Like, the title of this post was exactly what I felt after watching Legends.  Nobody asked for this film to be made, and if anything at all, this does a massive disservice to the Karate Kid franchise as a whole, especially after Cobra Kai had built up so much equity after it’s wildly popular run.

I get that following Cobra Kai is an extremely unenviable position to be in, but there was always the option to just not make anything at all, at least for a little while, so that the mood of success and victory from CK could hang around for a little bit, before releasing something to re-ignite the fanbase.  But not only was Legends made completely unnecessarily, it was dropped in a manner of time that was frankly more detrimental to the KK universe than it would be beneficial.

Worst of all, it was just a severely mediocre story, even if it was mostly just a regurgitation of the original concept.  The general linear path of a KK re-telling was entirely there; protagonist moves to a new place, meets girl, gets beat up by local martial arts practitioner, trains up, topples adversary in a tournament, gains respect.  But the side quest of Joshua Jackson’s character being the former boxer who runs a pizza joint who borrowed money from the wrong people seemed wholly unnecessary and seemingly could have been completely cut without it really impacting the story was weird to me. 

And then of course when Jackie Chan comes to America to guide his former pupil, it was a bit cringeworthy to how forced and obvious it would be that shocker, he just so happened to know Mr. Miyagi too and naturally they were of course friends in a life long ago, which then loops in Daniel LaRusso, thus tying together the original series to Jackie Chan’s Kung Fu Kid, in the lowest of low efforts of connecting the series all together.

All while leveraging the set that was obviously put together on Netflix’s dime for Cobra Kai, which is probably the only justifiable reason to have released this as soon as they did, so that they could utilize existing sets instead of having to rebuild any shit, years later.

Worst of all, for a film called “Karate Kid” the action in the flick was pretty disappointing.  The main kid was a competent kung fu practitioner, but one bad scuffle and he basically abandons it for shitty Miyagi-Do style karate, before hitting paydirt when he blends the two styles together.  But fight sequences were pretty minimal, and for those who want to actually see some martial arts action, it’s massively underwhelming, with the tournament being 3-4 randos in weird alleyways, basketball courts and renovated bodegas before getting to his last boss which is on a rooftop like the last boss of the original Twisted Metal.

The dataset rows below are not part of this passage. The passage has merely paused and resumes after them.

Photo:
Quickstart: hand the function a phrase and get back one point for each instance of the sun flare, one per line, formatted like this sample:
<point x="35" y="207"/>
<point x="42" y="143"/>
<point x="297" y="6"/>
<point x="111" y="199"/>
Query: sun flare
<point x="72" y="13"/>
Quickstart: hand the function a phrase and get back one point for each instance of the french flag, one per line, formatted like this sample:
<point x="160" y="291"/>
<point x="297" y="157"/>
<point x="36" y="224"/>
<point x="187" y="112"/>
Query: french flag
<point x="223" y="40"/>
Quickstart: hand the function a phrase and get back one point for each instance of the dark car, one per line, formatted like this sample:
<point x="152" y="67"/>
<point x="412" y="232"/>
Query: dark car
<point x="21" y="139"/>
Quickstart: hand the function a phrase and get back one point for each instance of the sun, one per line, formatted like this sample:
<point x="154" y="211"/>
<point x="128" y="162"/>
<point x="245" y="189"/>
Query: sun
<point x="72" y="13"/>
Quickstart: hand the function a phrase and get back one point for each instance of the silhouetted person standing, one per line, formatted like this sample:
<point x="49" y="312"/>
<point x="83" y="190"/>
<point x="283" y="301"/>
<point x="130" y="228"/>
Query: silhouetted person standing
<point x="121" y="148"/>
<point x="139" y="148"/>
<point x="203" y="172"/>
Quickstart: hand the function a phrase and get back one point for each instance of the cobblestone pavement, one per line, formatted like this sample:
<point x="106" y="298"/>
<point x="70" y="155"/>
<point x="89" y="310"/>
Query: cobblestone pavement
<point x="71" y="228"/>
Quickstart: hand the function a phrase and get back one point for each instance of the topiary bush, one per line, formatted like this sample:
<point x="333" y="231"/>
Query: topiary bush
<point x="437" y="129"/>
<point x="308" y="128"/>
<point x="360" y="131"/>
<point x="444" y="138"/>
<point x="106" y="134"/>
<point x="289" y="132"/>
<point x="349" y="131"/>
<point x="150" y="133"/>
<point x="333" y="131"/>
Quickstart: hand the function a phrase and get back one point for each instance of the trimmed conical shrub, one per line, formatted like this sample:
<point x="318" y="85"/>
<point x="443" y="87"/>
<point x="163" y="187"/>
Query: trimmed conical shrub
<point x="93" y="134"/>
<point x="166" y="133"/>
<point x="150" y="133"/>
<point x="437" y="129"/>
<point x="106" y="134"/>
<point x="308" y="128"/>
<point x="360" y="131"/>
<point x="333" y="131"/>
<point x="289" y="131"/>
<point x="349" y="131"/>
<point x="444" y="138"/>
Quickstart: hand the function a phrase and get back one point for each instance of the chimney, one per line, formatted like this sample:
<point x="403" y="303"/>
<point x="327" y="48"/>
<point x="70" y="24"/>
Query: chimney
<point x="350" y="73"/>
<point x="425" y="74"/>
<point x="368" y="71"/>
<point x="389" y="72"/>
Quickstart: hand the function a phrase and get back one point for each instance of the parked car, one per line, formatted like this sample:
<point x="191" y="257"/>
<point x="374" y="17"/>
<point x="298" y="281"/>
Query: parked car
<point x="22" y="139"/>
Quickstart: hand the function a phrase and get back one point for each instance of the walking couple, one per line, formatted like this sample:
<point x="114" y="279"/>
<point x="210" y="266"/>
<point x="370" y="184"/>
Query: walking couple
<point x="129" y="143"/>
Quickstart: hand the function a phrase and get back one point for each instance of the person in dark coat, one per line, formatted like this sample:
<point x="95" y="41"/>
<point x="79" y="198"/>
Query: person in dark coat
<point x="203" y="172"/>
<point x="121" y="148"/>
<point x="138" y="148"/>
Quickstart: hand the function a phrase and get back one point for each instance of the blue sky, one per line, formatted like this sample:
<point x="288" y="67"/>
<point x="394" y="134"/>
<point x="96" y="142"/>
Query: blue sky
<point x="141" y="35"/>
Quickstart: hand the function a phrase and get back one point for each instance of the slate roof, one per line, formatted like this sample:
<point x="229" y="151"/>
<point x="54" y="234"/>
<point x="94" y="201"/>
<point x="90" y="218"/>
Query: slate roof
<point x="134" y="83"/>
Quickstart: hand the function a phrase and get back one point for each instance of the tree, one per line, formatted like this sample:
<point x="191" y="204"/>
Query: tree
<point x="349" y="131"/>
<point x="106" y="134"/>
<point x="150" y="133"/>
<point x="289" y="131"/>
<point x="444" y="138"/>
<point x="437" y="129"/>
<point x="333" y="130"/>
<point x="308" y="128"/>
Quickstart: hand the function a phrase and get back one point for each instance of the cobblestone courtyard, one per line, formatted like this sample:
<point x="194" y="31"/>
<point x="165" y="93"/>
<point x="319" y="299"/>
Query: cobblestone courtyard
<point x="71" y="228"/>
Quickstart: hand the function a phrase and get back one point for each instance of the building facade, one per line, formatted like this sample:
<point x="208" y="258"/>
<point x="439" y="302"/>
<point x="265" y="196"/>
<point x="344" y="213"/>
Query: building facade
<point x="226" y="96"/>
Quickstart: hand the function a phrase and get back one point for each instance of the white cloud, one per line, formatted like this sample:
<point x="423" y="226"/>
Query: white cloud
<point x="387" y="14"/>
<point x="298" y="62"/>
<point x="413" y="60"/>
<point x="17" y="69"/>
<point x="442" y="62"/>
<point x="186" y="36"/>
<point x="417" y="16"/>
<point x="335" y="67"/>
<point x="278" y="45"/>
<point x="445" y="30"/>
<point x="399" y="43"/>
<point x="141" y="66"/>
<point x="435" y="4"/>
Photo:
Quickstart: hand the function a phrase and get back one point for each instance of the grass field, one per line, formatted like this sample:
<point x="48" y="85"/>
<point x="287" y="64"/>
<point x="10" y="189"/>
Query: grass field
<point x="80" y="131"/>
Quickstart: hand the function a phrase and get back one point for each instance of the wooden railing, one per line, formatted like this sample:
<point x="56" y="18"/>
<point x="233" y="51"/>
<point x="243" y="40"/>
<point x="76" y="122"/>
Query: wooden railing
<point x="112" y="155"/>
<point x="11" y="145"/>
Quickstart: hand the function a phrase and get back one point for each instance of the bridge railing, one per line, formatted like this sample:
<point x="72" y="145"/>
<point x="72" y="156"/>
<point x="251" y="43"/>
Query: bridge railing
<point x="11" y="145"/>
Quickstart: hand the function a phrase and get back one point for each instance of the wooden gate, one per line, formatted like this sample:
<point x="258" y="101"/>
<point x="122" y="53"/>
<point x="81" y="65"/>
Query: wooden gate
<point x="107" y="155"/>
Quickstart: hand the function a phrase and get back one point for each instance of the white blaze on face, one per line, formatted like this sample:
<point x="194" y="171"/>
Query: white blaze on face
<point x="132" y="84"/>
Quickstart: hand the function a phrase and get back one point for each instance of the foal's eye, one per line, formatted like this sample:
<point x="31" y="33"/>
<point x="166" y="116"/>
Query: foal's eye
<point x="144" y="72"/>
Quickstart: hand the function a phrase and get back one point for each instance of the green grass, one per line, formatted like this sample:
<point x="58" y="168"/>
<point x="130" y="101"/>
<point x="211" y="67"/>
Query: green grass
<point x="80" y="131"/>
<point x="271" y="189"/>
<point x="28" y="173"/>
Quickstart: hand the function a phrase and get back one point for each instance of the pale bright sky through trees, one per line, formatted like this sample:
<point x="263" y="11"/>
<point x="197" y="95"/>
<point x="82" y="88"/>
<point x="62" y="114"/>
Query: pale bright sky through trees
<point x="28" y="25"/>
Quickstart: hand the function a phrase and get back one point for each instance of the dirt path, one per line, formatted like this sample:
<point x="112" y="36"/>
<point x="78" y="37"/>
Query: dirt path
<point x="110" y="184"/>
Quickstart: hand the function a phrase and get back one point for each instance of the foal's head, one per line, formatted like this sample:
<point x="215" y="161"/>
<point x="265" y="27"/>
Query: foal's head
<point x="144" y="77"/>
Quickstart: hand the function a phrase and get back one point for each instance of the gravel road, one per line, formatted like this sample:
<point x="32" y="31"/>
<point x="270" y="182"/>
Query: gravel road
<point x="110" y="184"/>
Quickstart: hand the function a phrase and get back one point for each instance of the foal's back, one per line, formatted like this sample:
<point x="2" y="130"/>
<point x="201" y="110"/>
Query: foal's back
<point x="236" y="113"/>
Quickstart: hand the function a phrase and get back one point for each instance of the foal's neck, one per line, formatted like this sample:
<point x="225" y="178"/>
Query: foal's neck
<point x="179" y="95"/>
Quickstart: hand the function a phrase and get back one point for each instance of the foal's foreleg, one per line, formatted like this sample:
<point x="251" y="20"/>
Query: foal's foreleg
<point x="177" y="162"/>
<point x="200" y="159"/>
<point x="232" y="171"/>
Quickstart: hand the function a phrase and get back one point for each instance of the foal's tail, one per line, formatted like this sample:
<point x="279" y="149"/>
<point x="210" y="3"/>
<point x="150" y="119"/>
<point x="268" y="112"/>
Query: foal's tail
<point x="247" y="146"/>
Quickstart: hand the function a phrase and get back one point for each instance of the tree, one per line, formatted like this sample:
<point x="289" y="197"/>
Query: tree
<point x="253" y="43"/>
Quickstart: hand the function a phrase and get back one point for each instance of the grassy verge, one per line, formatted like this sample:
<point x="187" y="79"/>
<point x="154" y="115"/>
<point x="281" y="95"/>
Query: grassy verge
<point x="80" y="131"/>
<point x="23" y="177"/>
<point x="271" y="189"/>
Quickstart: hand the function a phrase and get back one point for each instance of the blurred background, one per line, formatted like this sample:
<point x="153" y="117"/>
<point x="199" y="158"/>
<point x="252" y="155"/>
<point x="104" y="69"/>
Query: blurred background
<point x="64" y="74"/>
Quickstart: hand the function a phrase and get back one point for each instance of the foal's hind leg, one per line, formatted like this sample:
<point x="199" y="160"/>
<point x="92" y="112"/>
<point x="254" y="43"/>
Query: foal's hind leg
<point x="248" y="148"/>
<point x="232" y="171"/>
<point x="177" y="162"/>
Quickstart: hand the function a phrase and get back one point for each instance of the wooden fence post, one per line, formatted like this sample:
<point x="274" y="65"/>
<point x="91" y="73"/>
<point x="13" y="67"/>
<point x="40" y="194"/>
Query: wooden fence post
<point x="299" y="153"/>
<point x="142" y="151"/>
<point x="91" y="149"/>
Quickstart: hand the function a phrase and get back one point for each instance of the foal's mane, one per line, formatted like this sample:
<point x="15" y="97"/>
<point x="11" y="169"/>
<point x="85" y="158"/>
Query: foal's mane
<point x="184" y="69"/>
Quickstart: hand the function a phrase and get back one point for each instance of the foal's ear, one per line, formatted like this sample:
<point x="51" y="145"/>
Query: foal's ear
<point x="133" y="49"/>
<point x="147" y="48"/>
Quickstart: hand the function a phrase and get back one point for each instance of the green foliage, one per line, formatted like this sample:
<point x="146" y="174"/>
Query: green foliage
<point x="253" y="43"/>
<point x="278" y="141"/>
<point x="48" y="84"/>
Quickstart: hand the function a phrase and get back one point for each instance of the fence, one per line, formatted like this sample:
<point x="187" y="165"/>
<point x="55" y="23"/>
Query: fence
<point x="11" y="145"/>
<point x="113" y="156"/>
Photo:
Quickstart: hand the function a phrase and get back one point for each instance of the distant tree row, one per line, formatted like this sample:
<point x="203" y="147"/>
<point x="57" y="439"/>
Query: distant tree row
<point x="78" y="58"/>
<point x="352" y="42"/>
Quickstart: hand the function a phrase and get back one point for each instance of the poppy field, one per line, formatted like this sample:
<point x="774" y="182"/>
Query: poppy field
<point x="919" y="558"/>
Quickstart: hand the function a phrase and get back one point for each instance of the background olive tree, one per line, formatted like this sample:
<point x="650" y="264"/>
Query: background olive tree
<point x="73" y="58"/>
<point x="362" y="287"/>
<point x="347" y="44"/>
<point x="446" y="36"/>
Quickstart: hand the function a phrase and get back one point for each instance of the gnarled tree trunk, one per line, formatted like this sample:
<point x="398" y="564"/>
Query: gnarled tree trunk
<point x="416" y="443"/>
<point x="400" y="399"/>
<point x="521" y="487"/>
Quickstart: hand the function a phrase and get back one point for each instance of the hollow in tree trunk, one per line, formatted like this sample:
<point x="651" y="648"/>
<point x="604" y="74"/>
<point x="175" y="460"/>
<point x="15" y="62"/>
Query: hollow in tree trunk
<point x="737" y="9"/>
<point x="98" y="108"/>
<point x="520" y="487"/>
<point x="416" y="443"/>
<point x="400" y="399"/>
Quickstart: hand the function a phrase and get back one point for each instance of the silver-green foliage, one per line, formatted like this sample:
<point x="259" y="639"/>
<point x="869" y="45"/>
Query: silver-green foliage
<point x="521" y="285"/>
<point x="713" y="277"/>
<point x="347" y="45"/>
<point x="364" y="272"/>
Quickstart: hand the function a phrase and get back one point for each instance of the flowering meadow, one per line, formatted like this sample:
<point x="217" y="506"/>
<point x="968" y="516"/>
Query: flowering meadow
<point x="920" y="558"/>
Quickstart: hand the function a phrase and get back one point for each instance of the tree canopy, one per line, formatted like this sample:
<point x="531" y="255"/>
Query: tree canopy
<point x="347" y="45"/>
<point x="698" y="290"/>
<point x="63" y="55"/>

The point remains, this was a film that didn’t need to ever exist, but still happened anyway, which to me is the ultimate sign of a cash grab.  And fewer things seem to support that accusation than the absolutely lackluster performances from all performers in the film, from Jackie, to Macchio, even to Joshua Jackson and even Ming-Na Wen, whom seems to be the actress with the golden touch at how she’s somehow always able to get her finger into every notable franchise throughout her entire career.

This is where I say I’m glad that I watched this on an airplane, because I’d be really disappointed if I had seen this out in the real world, where I might have had a thousand other better things that I could’ve done with those 90 minutes.  But frankly, I still think I pulled the trigger on picking this one a little too preemptively, without at least seeing what other things I could’ve watched on Delta in-flight alternatively, but at least I got a little inspiration to make a post about it.